Der Schwarzwälder Bote sprach mit einer 38-jährigen Teilnehmerin aus dem Oberen Enztal über dieses Event, das weltweit als eines der größten seiner Art gilt und nicht nur Besucher aus der Republik, sondern auch aus dem europäischen und außereuropäischen Ausland nach Wacken führt.

Wann und wie haben Sie Ihre Begeisterung für die Rockmusik entdeckt?

"Mit 16 oder 17 Jahren. Die Radio-Musik hat mir nie gefallen, die war mir zu langweilig. Über meinen Freundeskreis habe ich Rock- und Metal-Musik kennengelernt. Ich war sofort begeistert, weil da einfach Herzblut und Können drinsteckt. Ich interessiere mich aber genau so beispielsweise für Klassik, was manche Leute in meinem Bekanntenkreis sehr verwundert.
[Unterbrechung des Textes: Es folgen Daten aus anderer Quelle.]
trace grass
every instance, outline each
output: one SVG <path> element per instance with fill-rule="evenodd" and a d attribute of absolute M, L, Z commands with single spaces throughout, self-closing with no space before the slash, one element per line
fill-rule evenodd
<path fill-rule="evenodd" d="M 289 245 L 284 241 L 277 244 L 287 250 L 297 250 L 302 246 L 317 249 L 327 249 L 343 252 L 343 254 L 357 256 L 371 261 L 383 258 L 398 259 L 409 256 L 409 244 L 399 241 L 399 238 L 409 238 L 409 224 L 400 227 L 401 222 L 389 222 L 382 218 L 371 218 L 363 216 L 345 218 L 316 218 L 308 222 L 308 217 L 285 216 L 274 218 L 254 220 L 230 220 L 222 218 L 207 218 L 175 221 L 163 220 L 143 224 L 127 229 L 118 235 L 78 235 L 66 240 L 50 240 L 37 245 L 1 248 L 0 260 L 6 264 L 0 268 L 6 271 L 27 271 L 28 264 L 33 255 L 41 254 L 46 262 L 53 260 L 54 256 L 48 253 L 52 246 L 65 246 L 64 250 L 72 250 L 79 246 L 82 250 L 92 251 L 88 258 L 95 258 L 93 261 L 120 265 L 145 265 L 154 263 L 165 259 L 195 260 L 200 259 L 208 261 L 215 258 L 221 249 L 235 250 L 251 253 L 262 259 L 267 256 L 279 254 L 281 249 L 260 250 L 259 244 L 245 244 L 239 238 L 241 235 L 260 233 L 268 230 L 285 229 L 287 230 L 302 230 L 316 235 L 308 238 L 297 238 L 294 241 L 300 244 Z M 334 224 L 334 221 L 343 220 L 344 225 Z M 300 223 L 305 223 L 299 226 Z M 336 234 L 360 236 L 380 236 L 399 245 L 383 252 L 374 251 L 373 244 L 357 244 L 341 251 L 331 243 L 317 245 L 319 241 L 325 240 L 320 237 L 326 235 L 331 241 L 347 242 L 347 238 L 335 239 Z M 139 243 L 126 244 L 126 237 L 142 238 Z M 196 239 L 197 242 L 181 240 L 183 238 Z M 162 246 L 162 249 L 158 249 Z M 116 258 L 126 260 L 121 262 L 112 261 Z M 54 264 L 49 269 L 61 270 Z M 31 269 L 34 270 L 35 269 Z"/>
Wohin gehen Sie, um Rockmusik zu hören?

In Calw gibt es Ute’s Brückle, wo Metal gespielt wird. In "JJ’s Raugrund" in Calmbach gibt es zuweilen Rock. Manchmal spielen auch im Saal 51 in Hirsau Rock- oder Metal-Gruppen. Ansonsten gibt es in Besenfeld alljährlich im Sommer "Harry’s Full Metal Party" und zwei Mal im Jahr die Rock-Nacht in der Seminarturnhalle in Nagold.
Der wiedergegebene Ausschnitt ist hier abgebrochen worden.